All that Glitters Is Not Gold: Exploring the Use of Silver Data in Transfer-Learning for Dutch Offensive Language Detection

Dion Theodoridis and Tommaso Caselli

Online interaction can be pleasant, however, it has a downside: the presence of socially unacceptable language. Given the current amount of data that is produced, automatic solutions to support social platforms to ensure a safe and inclusive environment are required (Nobata, 2016; Vidgen et al., 2019). In this contribution we focus on a specific phenomenon, offensive language, in Dutch tweets directed at Dutch politicians. In particular, we investigated the benefit of applying transfer learning to boost the development of a newly annotated dataset and models on a new language.

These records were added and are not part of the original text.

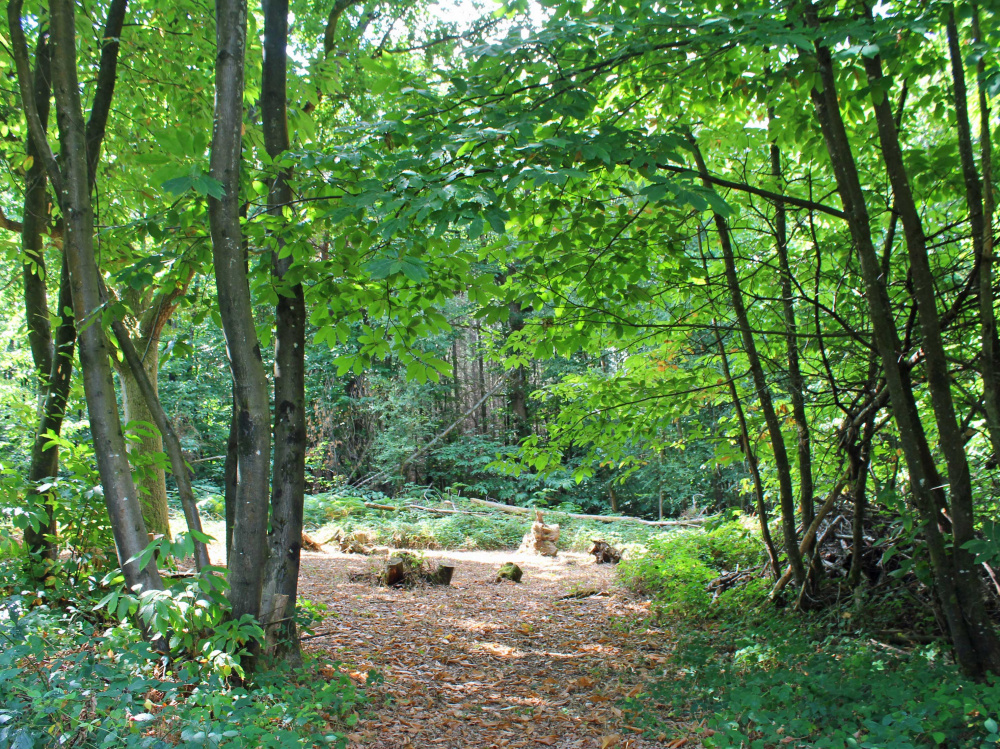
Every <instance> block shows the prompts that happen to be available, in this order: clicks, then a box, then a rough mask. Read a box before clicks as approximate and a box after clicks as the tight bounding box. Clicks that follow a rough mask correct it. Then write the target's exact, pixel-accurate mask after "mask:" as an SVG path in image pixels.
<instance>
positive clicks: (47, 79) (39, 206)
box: [21, 31, 62, 419]
mask: <svg viewBox="0 0 1000 749" xmlns="http://www.w3.org/2000/svg"><path fill="white" fill-rule="evenodd" d="M50 54H51V50H50V48H49V44H48V33H47V32H45V31H42V32H41V33H39V35H38V44H37V45H36V48H35V76H34V84H35V85H34V91H33V92H32V96H33V98H34V101H35V109H36V110H37V111H38V117H39V119H40V120H41V124H42V127H43V128H46V127H48V121H49V97H50V95H51V91H52V82H51V70H50V64H49V63H50ZM25 151H26V153H27V155H28V157H29V158H31V159H34V161H33V162H32V164H31V166H30V167H29V168H28V173H27V175H26V176H25V180H24V214H23V216H24V217H23V220H22V222H21V249H22V251H23V252H24V264H23V266H22V275H23V279H24V319H25V322H26V323H27V328H28V344H29V346H30V347H31V358H32V360H33V361H34V364H35V374H36V376H37V378H38V382H37V392H38V406H39V409H41V406H42V404H43V403H44V402H45V394H46V391H47V390H48V387H49V380H48V378H49V373H50V372H51V371H52V355H53V351H52V327H51V324H50V323H49V304H48V293H47V291H46V285H45V281H46V273H45V253H44V252H43V249H42V235H43V233H44V231H45V228H46V225H47V224H48V221H49V191H48V180H47V179H46V177H45V163H44V162H43V161H42V159H41V156H40V155H39V153H38V149H37V148H36V147H35V144H34V142H33V140H32V139H31V137H30V136H29V137H28V142H27V144H26V148H25ZM59 312H60V314H62V310H60V311H59ZM38 416H39V419H41V418H42V414H41V413H39V414H38Z"/></svg>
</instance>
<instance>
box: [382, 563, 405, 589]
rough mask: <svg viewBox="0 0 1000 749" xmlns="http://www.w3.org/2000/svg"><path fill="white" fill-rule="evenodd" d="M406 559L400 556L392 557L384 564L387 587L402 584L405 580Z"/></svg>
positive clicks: (404, 581)
mask: <svg viewBox="0 0 1000 749" xmlns="http://www.w3.org/2000/svg"><path fill="white" fill-rule="evenodd" d="M406 573H407V570H406V561H405V560H403V559H402V558H401V557H392V558H391V559H390V560H389V561H388V562H386V565H385V584H386V585H388V586H389V587H392V586H394V585H402V584H403V583H405V582H406Z"/></svg>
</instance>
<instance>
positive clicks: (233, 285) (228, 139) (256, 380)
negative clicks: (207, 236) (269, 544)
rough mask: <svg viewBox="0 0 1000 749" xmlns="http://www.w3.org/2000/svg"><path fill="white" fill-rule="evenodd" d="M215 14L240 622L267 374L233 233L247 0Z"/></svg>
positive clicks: (216, 111)
mask: <svg viewBox="0 0 1000 749" xmlns="http://www.w3.org/2000/svg"><path fill="white" fill-rule="evenodd" d="M215 12H216V18H215V21H216V31H215V35H216V46H217V49H216V60H215V122H214V127H213V132H212V153H211V158H210V165H209V171H210V176H211V177H212V178H213V179H215V180H217V181H218V182H219V183H220V184H221V186H222V190H223V195H222V197H221V198H214V197H210V198H209V200H208V217H209V225H210V228H211V234H212V258H213V260H214V263H215V284H216V289H217V291H218V300H219V312H220V314H221V316H222V328H223V332H224V333H225V337H226V351H227V354H228V357H229V365H230V368H231V370H232V376H233V390H234V394H235V407H234V411H235V418H236V431H237V470H238V476H239V479H238V484H237V487H236V492H235V497H234V503H233V504H234V507H233V513H234V519H233V540H232V552H231V554H230V558H229V600H230V603H231V606H232V616H233V618H234V619H239V618H240V617H242V616H243V615H244V614H249V615H251V616H254V617H258V616H259V615H260V602H261V588H262V585H263V581H264V563H265V560H266V542H265V539H266V534H267V506H268V502H267V499H268V475H269V469H270V457H271V425H270V413H269V412H270V403H269V398H268V392H267V375H266V374H265V372H264V362H263V360H262V358H261V352H260V343H259V341H258V339H257V331H256V329H255V327H254V320H253V308H252V305H251V300H250V285H249V282H248V279H247V272H246V264H245V263H244V260H243V237H242V229H241V227H240V206H239V186H240V163H241V159H242V130H243V86H244V80H243V68H244V62H245V59H246V25H247V5H246V1H245V0H217V2H216V4H215Z"/></svg>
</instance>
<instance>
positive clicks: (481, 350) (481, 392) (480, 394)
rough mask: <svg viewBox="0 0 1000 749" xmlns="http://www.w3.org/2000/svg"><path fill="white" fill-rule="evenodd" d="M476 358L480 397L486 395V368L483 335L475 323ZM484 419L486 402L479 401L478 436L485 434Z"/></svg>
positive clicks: (484, 418)
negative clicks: (483, 344)
mask: <svg viewBox="0 0 1000 749" xmlns="http://www.w3.org/2000/svg"><path fill="white" fill-rule="evenodd" d="M476 357H477V363H478V365H479V368H478V374H479V395H480V396H482V395H485V393H486V366H485V363H484V362H483V333H482V329H481V328H480V327H479V323H478V322H477V323H476ZM486 419H487V409H486V401H485V400H483V401H480V405H479V433H480V434H486V433H487V425H486Z"/></svg>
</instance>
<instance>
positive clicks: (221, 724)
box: [0, 592, 359, 749]
mask: <svg viewBox="0 0 1000 749" xmlns="http://www.w3.org/2000/svg"><path fill="white" fill-rule="evenodd" d="M43 595H44V594H43ZM40 601H44V599H41V598H38V597H37V594H36V593H34V592H31V593H29V594H27V595H21V594H19V593H18V594H15V595H9V596H7V597H6V598H5V599H4V600H3V606H4V616H2V617H0V747H5V748H7V747H9V748H10V749H33V748H41V747H59V746H73V747H86V748H88V749H98V748H102V749H103V748H104V747H108V748H111V747H113V748H114V749H166V748H167V747H184V749H195V748H196V747H197V748H198V749H204V748H206V747H213V748H214V747H231V748H232V749H236V748H237V747H248V748H249V747H254V748H256V747H267V748H268V749H285V748H288V749H291V747H301V746H340V747H343V746H345V745H346V739H345V736H344V731H345V729H346V728H347V726H349V725H352V724H353V723H354V722H355V721H356V720H357V714H356V713H355V712H354V709H355V707H356V706H357V704H358V702H359V695H358V694H357V692H356V690H355V687H354V686H353V684H352V683H351V681H350V679H349V678H348V677H347V676H346V675H344V676H341V675H337V676H335V677H334V678H330V675H329V673H328V672H324V676H322V677H320V676H318V675H317V674H316V672H315V669H314V668H312V667H306V668H297V669H290V668H277V669H274V670H269V669H259V670H258V672H257V673H256V674H255V677H254V682H253V684H252V685H249V687H248V688H243V687H239V688H237V687H234V686H232V684H230V683H227V681H226V680H225V679H224V678H223V676H222V674H221V673H219V672H218V671H217V670H216V669H215V667H214V661H213V659H212V657H211V655H212V654H211V653H206V654H205V655H204V656H202V657H199V658H186V659H174V660H168V659H167V658H166V657H165V656H164V655H163V654H161V653H159V652H156V651H155V650H153V649H152V648H150V646H149V644H148V643H146V642H144V641H143V640H142V639H141V637H140V636H139V632H138V630H137V629H136V628H135V627H132V626H130V625H129V624H128V623H127V622H119V623H114V622H97V623H96V624H95V623H94V622H93V621H91V620H93V619H94V618H95V617H94V614H93V613H90V612H89V611H88V609H89V608H90V606H91V605H92V604H93V602H92V601H90V602H84V601H77V602H75V603H71V604H69V605H66V604H65V602H64V606H66V607H65V608H64V609H62V610H60V609H56V608H54V607H50V606H49V605H48V604H46V603H44V602H41V603H40ZM88 603H89V605H88Z"/></svg>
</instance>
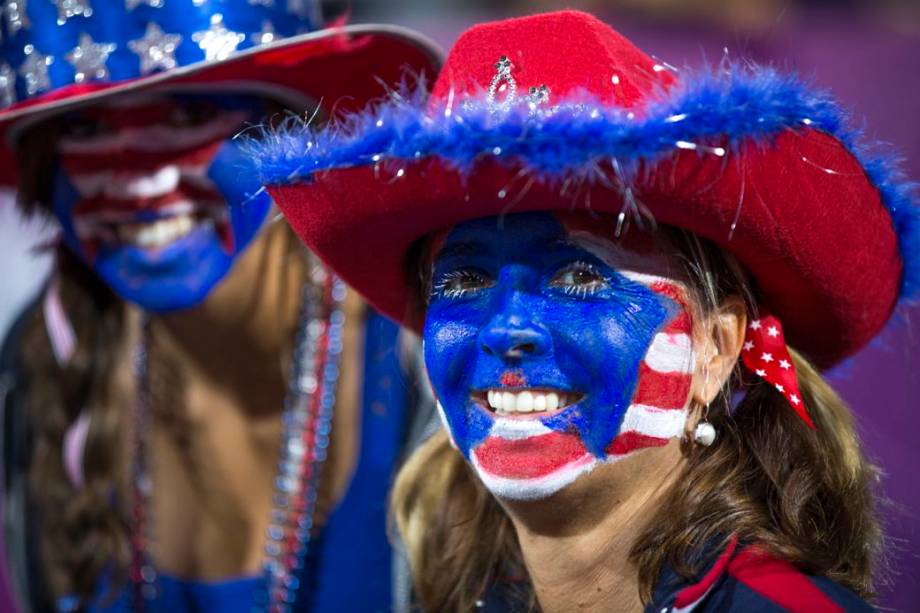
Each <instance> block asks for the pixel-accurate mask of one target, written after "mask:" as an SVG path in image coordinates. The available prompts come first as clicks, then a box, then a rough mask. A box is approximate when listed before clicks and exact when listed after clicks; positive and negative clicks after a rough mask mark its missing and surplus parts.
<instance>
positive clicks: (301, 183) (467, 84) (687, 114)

Our starting point is a multilingual Twitter dataset, the Political Speech Project (PSP; Brockling et al., 2018). PSP contains messages from Twitter and Facebook directed at 320 politicians in 4 countries collected between February and March in 2018. Out of the 37,723 messages, only 809 are annotated as offensive. In a set of preliminary experiments on the PSP dataset, we found that by upsampling the offensive messages and resting balanced distribution between the offensive and not-offensive messages, we obtained the best macro F1 score (0.774) using mBERT (Pires et al., 2019).

We then applied this model to a collection of 992,192 tweets in Ducth from March 2021, containing at least one mention of a Ducth politician. To evaluate the performance of the PSP-trained model on Ducth, we manually corrected 1,500 messages (test set). The remainder of the data automatically annotated (silver data) has been used to develop new language specific models.

Using the silver data, we extensively tried different training settings, in particular: i) concatenate Dutch silver data to the PSP data; ii) continue to fine-tune the PSP trained model with Dutch silver data; and (iii) concatenate Dutch silver and manually annotated data from DALC (Caselli et al., 2021). In the last setting, data comes from Twitter, are annotated for offensiveness but do not specifically target politicians.

When it comes to the evaluation on the test set, we have identified a lower-bound macro F1 of 0.629 by directly applying the PSP trained model (zero-shot setting) and an upper-bound macro F1 of 0.737 when fine-tuning a monolingual pre-trained model (BERTje; de Vries et al. 2019) using the DALC training. When it comes to the contribution of the silver data, in all training settings the results are disappointing. In the first setting, concatenate same amount of silver data as the PSP data, the newly fine-tuned mBERT model reaches a macro F1 of 0.619 (-0.01 when compared to the zero-shot model); when we keep fine tuning the initial PSP trained model, mBERT best results are 0.634, an increase of only 0.005. Finally, concatenate monolingual gold and silver data brings the macro F1 to 0.691, a drop of 0.046 points.

On a different note, we observed that transfer-learning can speed up the manual annotation making it easier to create new datasets for different target phenomena. In our test sample of 1500 messages, the model’s predictions had to be corrected only 498 times (one-third).